Bab 9

934 147 24
                                    

Haloooo! Mari kita berjalan mundur dulu. Selamat membaca!!

----------------------------------------------------------------------------------

2018

Dari kejauhan Racha memperhatikan adiknya yang menunduk dan menutupi wajahnya dengan kedua tangannya. Ia tau Pansa sangat kehilangan karena bagi Pansa Bunda mereka adalah satu-satunya orang yang dekat dengan Pansa. Dia sibuk berkuliah dan baru saja menyelesaikan koasnya di luar kota sehingga sangat jarang untuk menghabiskan waktu bersama. Begitu juga dengan Papanya yang selalu bekerja dan mutasi hampir dua tahun sekali yang membuatnya jarang berada di rumah. Racha berniat menghampiri namun ia menghentikan langkahnya saat melihat seorang gadis yang lebih dulu menghampiri Pansa. Ia memandangi keduanya, gadis itu terlihat menghibur Pansa begitu jelas karena senyum manis akhirnya terlihat di wajah adiknya. Itu menjadi senyum terakhir Pansa.

Racha tidak melepas pandangannya pada gadis bertubuh mungil yang sekarang sedang berjalan menuju parkiran. Ia tersenyum saat gadis itu berteriak menyemangati Pansa dengan suaranya yang lucu bagi dirinya. Pandangannya kembali menuju Pansa, Pansa mulai memakan makanan pemberian gadis itu yang membuat Racha benar-benar merasa lega. Ia menghampiri Pansa dengan berusaha untuk tersenyum.

"Gak mau makan yang lain? Mau makan di luar?" Tanya Racha setelah duduk di sebelah Pansa.

"Ini kan udah di luar." Balas Pansa yang  tiba-tiba kembali menangis.

"Maksudnya mau makan apa gitu? Yang lebih ngenyangin dari itu." Racha menyeka air mata Pansa yang sudah membasahi pipinya. Pansa menggelengkan kepalanya.

Racha membiarkan adiknya itu menangis, ia merangkul mengelus bahu Pansa lembut. Ia berusaha sangat keras untuk tidak mengeluarkan air matanya karena ia tau bahwa itu akan membuat Pansa semakin sedih. 

Pansa memeluk kakaknya itu dengan erat, ia memilih untuk menangis dalam pelukan Racha. Rasa sakit, duka yang begitu mendalam membuat tangisnya semakin kuat. Badannya bergetar dadanya semakin terasa sesak.

"Bunda cha, bunda kenapa pergi ninggalin gue sendiri." Suara Pansa terdengar serak.

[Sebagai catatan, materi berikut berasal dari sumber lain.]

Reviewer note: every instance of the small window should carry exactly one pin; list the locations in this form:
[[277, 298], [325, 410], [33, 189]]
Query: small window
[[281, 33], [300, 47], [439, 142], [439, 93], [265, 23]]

"Gak sa, lo gak sendirian. Lo masih punya gue, masih ada papa juga. Lo jangan kayak gini, Bunda pasti sedih liat lo nangis kayak gini. Kita sekarang cuma bertiga, jadi saling nguatin jangan pernah ngerasa sendirian." Racha mengelus punggung Pansa pelan.

"Lo gak sedih cha?"

Racha melepas pelukannya, "Sedih, gue sedih banget. Tapi gue gak mau Bunda sedih ngeliat kita kayak gini. Bunda gak suka kan kalo kita nangis. Lo tau kan Bunda gampang nangis kalo ngeliat orang lain nangis, makanya stop nangisnya. Kita temenin Bunda, puas-puasin liat Bunda sebelum pemakaman."

.

Hari Pemakaman

Hari itu terlihat mendung, langit seakan ikut sedih dengan kepergian Bunda Pansa. Pansa memegang figura foto Bundanya dengan pipi yang sudah basah dengan air mata. Racha merangkul erat adiknya itu, ia menguatkan walaupun dirinya sendiri juga sangat rapuh. Racha menatap tanah yang mulai menutup peti dimana jasad Bundanya terbaring, Pansa mulai histeris, Pansa melepas figura foto Bundanya dan mendekat ke liang lahat. Racha menahan badan Pansa yang jauh lebih tinggi dari dirinya dengan sekuat tenaganya. Papanya turut membantu saat melihat Racha yang kesulitan, saat itu juga tangisnya tak bisa lagi ia tahan. Racha menangis, rintik hujan mulai turun semakin lama semakin deras. Papanya dan Racha memeluk Pansa dengan erat, mereka berusaha menenangkan Pansa yang sudah tidak bisa mengendalikan rasa sedihnya.

Bunga mulai ditaburkan di atas makam Bundanya, itu menandakan Bundanya sudah benar-benar tidak bisa ia lihat, tidak bisa ia dengar suaranya, dan tidak lagi ada pelukan sehangat pelukan Bundanya.